The Firebird painting featuring Prince Ivan, Princess Tsarevna, and The Firebird. Artist Unknown.
The Firebird ballet has a long and rich history spanning nearly a century. The original production was conceived in 1910 by Serge Diaghilev, Michel Fokine, and Igor Stravinsky from the Ballets Russes. The ballet’s obscurity and popularity has led to numerous productions and reproductions throughout the years. In February, made possible with a generous gift by Barbara and Donald Ottosen, Ballet Arizona will present a new version of The Firebird. Conceptualized and choreographed by Artistic Director Ib Andersen, this ballet will preserve the original fairy tale story but recasts the production in a post-21st Century world.
To understand and enjoy our upcoming production of The Firebird, we have to take a look at the original fairy tale to get a sense of the thematic plotlines and character archetypes. Below, you can read the synopsis of the 1954 Royal Ballet revival of the original production, from George Balanchine and Francis Mason’s book 101 Stories of the Great Ballets.

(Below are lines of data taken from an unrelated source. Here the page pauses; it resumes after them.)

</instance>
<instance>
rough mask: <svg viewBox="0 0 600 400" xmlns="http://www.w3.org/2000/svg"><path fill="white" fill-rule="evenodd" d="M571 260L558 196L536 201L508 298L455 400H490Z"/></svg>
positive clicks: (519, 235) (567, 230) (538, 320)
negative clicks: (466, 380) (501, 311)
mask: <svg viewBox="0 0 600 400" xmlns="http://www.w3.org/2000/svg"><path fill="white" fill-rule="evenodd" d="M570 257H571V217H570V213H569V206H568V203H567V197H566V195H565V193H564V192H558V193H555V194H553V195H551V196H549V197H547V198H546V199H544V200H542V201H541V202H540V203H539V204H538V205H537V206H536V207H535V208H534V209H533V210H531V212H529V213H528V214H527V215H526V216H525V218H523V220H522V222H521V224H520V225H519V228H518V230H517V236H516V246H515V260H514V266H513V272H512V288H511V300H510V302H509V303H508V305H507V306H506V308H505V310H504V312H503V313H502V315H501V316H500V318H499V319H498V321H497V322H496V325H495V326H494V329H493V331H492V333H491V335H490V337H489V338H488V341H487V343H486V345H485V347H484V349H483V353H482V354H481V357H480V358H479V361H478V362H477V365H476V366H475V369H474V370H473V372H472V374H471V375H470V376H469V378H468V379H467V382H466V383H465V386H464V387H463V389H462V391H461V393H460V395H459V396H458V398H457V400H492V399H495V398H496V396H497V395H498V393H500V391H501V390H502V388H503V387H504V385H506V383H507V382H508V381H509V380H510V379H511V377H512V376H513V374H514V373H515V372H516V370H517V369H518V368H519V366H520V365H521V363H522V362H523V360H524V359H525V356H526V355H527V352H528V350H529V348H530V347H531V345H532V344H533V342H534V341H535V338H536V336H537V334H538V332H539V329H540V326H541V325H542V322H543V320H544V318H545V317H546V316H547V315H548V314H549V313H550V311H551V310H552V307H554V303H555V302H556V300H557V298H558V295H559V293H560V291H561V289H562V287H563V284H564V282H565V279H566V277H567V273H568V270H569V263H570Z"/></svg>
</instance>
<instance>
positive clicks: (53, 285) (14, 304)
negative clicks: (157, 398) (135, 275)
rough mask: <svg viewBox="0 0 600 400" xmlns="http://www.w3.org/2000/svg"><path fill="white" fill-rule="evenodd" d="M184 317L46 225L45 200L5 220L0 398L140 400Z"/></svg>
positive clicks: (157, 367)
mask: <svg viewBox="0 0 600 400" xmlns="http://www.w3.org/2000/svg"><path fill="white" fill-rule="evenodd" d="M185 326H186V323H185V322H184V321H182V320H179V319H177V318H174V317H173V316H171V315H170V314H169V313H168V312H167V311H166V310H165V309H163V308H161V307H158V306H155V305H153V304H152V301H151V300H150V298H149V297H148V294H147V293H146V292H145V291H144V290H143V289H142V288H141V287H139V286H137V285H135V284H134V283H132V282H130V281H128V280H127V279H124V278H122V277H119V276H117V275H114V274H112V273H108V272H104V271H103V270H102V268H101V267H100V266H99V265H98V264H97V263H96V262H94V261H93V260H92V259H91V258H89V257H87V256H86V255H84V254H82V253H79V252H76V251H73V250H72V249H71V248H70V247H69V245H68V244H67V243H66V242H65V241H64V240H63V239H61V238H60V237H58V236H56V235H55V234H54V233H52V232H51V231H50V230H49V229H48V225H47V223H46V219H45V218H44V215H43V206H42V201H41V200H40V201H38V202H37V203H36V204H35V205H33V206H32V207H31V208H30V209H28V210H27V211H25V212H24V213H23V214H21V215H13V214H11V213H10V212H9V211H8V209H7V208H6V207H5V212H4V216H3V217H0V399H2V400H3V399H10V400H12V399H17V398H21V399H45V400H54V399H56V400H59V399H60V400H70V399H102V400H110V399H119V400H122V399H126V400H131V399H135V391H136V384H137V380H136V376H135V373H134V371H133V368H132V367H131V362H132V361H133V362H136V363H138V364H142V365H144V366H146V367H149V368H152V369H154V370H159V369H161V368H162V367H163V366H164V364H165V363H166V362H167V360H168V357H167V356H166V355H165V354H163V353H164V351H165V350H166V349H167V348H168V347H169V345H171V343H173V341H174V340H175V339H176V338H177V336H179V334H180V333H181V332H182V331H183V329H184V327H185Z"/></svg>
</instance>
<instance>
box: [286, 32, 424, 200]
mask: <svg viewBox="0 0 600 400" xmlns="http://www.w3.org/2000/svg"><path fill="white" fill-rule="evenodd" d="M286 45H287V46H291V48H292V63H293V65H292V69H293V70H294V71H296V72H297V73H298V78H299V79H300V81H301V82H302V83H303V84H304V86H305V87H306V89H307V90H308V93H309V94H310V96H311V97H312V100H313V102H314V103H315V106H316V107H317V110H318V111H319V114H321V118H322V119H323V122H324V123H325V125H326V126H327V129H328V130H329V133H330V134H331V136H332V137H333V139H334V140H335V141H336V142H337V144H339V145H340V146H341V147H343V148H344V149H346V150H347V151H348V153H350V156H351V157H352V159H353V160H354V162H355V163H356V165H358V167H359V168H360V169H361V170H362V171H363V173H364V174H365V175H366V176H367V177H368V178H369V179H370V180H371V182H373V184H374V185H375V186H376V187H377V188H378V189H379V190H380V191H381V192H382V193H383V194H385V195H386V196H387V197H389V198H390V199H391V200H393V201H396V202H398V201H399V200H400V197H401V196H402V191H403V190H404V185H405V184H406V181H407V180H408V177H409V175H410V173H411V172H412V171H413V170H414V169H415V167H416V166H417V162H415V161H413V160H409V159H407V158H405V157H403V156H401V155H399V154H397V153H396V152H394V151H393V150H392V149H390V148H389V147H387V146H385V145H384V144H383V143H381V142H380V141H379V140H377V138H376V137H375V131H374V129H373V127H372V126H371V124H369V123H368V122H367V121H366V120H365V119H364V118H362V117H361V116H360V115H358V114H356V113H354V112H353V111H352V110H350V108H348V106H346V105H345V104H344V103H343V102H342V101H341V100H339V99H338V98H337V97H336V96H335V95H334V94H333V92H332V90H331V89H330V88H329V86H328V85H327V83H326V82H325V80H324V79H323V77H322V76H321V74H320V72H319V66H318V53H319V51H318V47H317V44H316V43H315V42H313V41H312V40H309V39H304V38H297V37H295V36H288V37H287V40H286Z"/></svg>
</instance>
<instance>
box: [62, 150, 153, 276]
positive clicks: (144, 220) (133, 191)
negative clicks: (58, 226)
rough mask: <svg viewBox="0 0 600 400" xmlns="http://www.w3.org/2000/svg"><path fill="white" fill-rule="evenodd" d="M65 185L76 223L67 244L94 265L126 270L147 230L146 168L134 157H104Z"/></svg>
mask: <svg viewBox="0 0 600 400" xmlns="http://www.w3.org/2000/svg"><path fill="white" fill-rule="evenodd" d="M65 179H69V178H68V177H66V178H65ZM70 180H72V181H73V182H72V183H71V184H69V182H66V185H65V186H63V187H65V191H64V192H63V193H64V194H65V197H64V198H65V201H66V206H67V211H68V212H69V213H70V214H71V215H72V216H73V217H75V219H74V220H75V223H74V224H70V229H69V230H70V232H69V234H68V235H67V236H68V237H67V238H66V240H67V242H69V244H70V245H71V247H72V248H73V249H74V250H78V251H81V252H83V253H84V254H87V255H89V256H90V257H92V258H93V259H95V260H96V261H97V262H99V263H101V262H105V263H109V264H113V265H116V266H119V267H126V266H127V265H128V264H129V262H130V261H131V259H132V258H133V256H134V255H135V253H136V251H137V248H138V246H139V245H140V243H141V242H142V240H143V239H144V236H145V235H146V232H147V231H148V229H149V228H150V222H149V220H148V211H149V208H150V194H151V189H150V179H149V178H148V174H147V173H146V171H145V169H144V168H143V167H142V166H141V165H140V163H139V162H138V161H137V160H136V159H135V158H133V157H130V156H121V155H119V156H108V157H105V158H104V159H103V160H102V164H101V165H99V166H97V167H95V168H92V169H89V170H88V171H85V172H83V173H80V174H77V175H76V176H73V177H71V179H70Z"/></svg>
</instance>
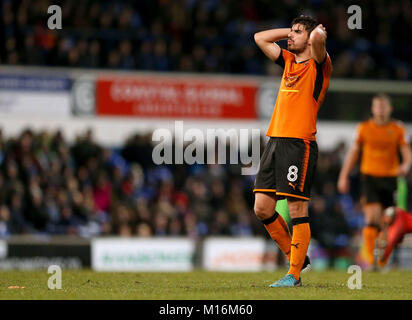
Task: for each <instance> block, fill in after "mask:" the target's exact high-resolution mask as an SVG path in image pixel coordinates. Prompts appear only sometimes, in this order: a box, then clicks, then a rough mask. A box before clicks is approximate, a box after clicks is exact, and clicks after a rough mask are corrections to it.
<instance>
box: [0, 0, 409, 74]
mask: <svg viewBox="0 0 412 320" xmlns="http://www.w3.org/2000/svg"><path fill="white" fill-rule="evenodd" d="M51 4H57V5H60V6H61V8H62V26H63V28H62V29H61V30H49V29H48V28H47V20H48V18H49V17H50V16H51V14H47V8H48V6H49V5H51ZM351 4H353V3H352V1H337V0H328V1H327V0H305V1H298V0H282V1H276V2H273V1H270V0H139V1H130V0H129V1H128V0H124V1H120V0H119V1H109V0H84V1H80V0H78V1H75V0H65V1H62V0H61V1H50V0H13V1H11V0H2V1H1V12H2V19H1V21H0V23H1V28H0V30H1V31H0V37H1V41H2V43H3V44H4V45H3V46H2V48H1V50H0V62H1V63H2V64H9V65H48V66H69V67H81V68H111V69H123V70H153V71H178V72H213V73H237V74H256V75H279V72H280V70H279V68H277V67H275V66H274V64H273V63H270V62H269V61H268V59H266V58H265V57H264V55H263V54H262V53H261V52H260V51H259V50H257V47H256V45H255V44H254V42H253V34H254V33H255V32H257V31H261V30H264V29H268V28H274V27H287V26H289V25H290V22H291V21H292V19H293V18H294V17H296V16H298V15H299V14H302V13H303V14H308V15H312V16H314V17H316V18H317V19H318V21H319V23H322V24H323V25H324V26H325V27H326V28H327V31H328V43H327V50H328V52H329V54H330V55H331V57H332V60H333V64H334V76H335V77H345V78H378V79H398V80H407V79H412V66H411V62H410V57H411V55H412V44H411V42H410V41H406V39H407V36H408V35H409V34H410V33H411V31H412V3H411V2H410V1H408V0H399V1H394V0H383V1H358V3H357V4H358V5H359V6H360V7H361V9H362V29H356V30H350V29H349V28H348V26H347V21H348V18H349V16H350V14H348V13H347V8H348V7H349V6H350V5H351ZM282 45H285V44H284V43H283V44H282Z"/></svg>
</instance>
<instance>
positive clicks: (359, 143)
mask: <svg viewBox="0 0 412 320" xmlns="http://www.w3.org/2000/svg"><path fill="white" fill-rule="evenodd" d="M356 143H358V144H359V145H360V146H361V148H362V156H361V168H360V169H361V173H363V174H368V175H372V176H376V177H395V176H397V172H398V166H399V161H400V159H399V147H400V146H402V145H404V144H406V143H408V137H407V135H406V130H405V128H404V126H403V125H402V124H401V123H400V122H398V121H390V122H388V123H386V124H384V125H378V124H376V123H375V122H374V121H373V120H368V121H365V122H362V123H361V124H360V125H359V126H358V128H357V136H356Z"/></svg>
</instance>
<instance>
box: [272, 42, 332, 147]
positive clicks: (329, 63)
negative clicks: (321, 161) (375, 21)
mask: <svg viewBox="0 0 412 320" xmlns="http://www.w3.org/2000/svg"><path fill="white" fill-rule="evenodd" d="M276 63H277V64H279V65H280V66H282V67H284V71H283V76H282V81H281V83H280V88H279V92H278V97H277V99H276V105H275V108H274V110H273V113H272V119H271V120H270V124H269V128H268V130H267V133H266V135H268V136H271V137H289V138H300V139H305V140H316V119H317V115H318V110H319V108H320V106H321V105H322V103H323V100H324V99H325V95H326V91H327V90H328V88H329V79H330V75H331V73H332V62H331V60H330V57H329V55H328V54H326V58H325V61H324V62H323V63H321V64H319V63H317V62H316V61H315V60H314V59H309V60H306V61H302V62H300V63H297V62H296V61H295V55H294V54H293V53H291V52H289V51H287V50H284V49H282V51H281V53H280V56H279V58H278V60H277V61H276Z"/></svg>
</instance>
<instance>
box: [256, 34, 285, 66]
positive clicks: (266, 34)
mask: <svg viewBox="0 0 412 320" xmlns="http://www.w3.org/2000/svg"><path fill="white" fill-rule="evenodd" d="M290 31H291V29H290V28H280V29H271V30H265V31H261V32H257V33H255V35H254V38H255V42H256V44H257V45H258V47H259V48H260V49H261V50H262V51H263V53H264V54H265V55H266V56H267V57H268V58H269V59H270V60H272V61H276V60H277V59H278V58H279V55H280V52H281V48H280V47H279V46H278V45H277V44H276V43H275V42H276V41H279V40H282V39H286V38H287V37H288V34H289V32H290Z"/></svg>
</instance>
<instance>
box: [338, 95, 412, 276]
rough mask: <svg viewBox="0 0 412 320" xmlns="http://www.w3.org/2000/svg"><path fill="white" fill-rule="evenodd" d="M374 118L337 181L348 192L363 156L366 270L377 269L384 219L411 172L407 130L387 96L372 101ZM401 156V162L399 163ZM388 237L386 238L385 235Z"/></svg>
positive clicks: (342, 168) (363, 175) (361, 177)
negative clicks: (375, 246)
mask: <svg viewBox="0 0 412 320" xmlns="http://www.w3.org/2000/svg"><path fill="white" fill-rule="evenodd" d="M371 111H372V118H371V119H370V120H368V121H365V122H362V123H361V124H360V125H359V126H358V128H357V136H356V140H355V142H354V143H353V145H352V147H351V148H350V150H349V152H348V154H347V156H346V158H345V161H344V163H343V166H342V169H341V172H340V174H339V179H338V190H339V192H341V193H347V192H348V191H349V174H350V172H351V170H352V168H353V167H354V166H355V164H356V163H357V161H358V158H359V156H360V154H362V156H361V166H360V171H361V176H362V177H361V181H362V188H361V192H362V197H361V203H362V207H363V212H364V214H365V227H364V228H363V231H362V238H363V246H362V247H363V248H364V250H365V258H366V261H365V262H366V268H368V269H370V268H375V267H376V259H375V256H374V251H375V246H376V243H377V239H378V237H379V233H380V231H381V230H382V231H384V232H385V233H386V230H385V229H383V227H384V226H385V227H386V225H387V224H386V225H385V224H384V223H383V222H384V217H385V214H384V212H386V213H387V214H388V216H390V213H391V212H394V211H393V210H394V208H393V206H394V193H395V191H396V186H397V176H406V175H407V174H408V172H409V170H410V167H411V162H412V155H411V147H410V145H409V143H408V137H407V134H406V130H405V128H404V126H403V125H402V124H401V123H400V122H398V121H395V120H392V119H391V117H390V116H391V113H392V105H391V101H390V98H389V97H388V96H387V95H384V94H379V95H376V96H374V97H373V99H372V108H371ZM399 153H400V154H401V156H402V162H400V159H399ZM383 237H385V234H383Z"/></svg>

The curtain rises on the enchanted garden of the sinister Kastchei. A high golden fence protects his golden fruit and the lovely princesses he has captured. The Firebird appears, followed by Prince Ivan. The Firebird attempts to steal the golden apples from Kastchei’s magic tree but Ivan captures her. He vows that he will not let her go unless she gives him one of her feathers. With her feather as the talisman, he is assured of her magic intercession if he should ever need it. The Firebird yields to his entreaties and leaves.
Now in the growing darkness, Ivan learns from the most beautiful of the captive maidens held prisoner by Kastchei how the evil magician entraps innocent travelers and turns them into stone. Ivan is attracted to the lovely creature who tells him this strange story and they dance. At dawn, they kiss and part, the girl warning him not to follow her.
Ivan does not heed the warning. Following after his beloved, he opens the gate to Kastchei’s magic garden and alarms sound, bells peal, and swarms of monsters rush out. Kastchei emerges, his enslaved creatures do him homage, and he approaches Ivan menacingly. The wicked magician tries to turn him to stone but just then Ivan remembers the Firebird’s feather. He waves the feather in Kastchei’s face and the Firebird instantly reappears. She compels Kastchei’s monsters to dance until they collapse. Then, remembering the great egg that holds the soul of the magician, she orders Ivan to steal it. Finding it, Ivan throws the egg into the air. As it falls and breaks, Kastchei dies. Ivan then is free to marry his princess. All at the ceremony rejoice. The Firebird flies away forever.
As with all fairytales, the four basic character archetypes are present in The Firebird’s story: the good magic creature (the Firebird), the bad magic creature (Kastchei), a handsome prince (Prince Ivan), and a beautiful princess (Princess Tsarevna). In Ib Andersen’s production, all of these characters will still be present, but the story will unfold in a futuristic setting alongside a space-age narrative. Featuring celestials, warrior princesses, and alien monsters, Ib Andersen’s The Firebird re-envisions the old-world magic of the original story and presents it in a thrilling and cinematic experience that everyone can enjoy!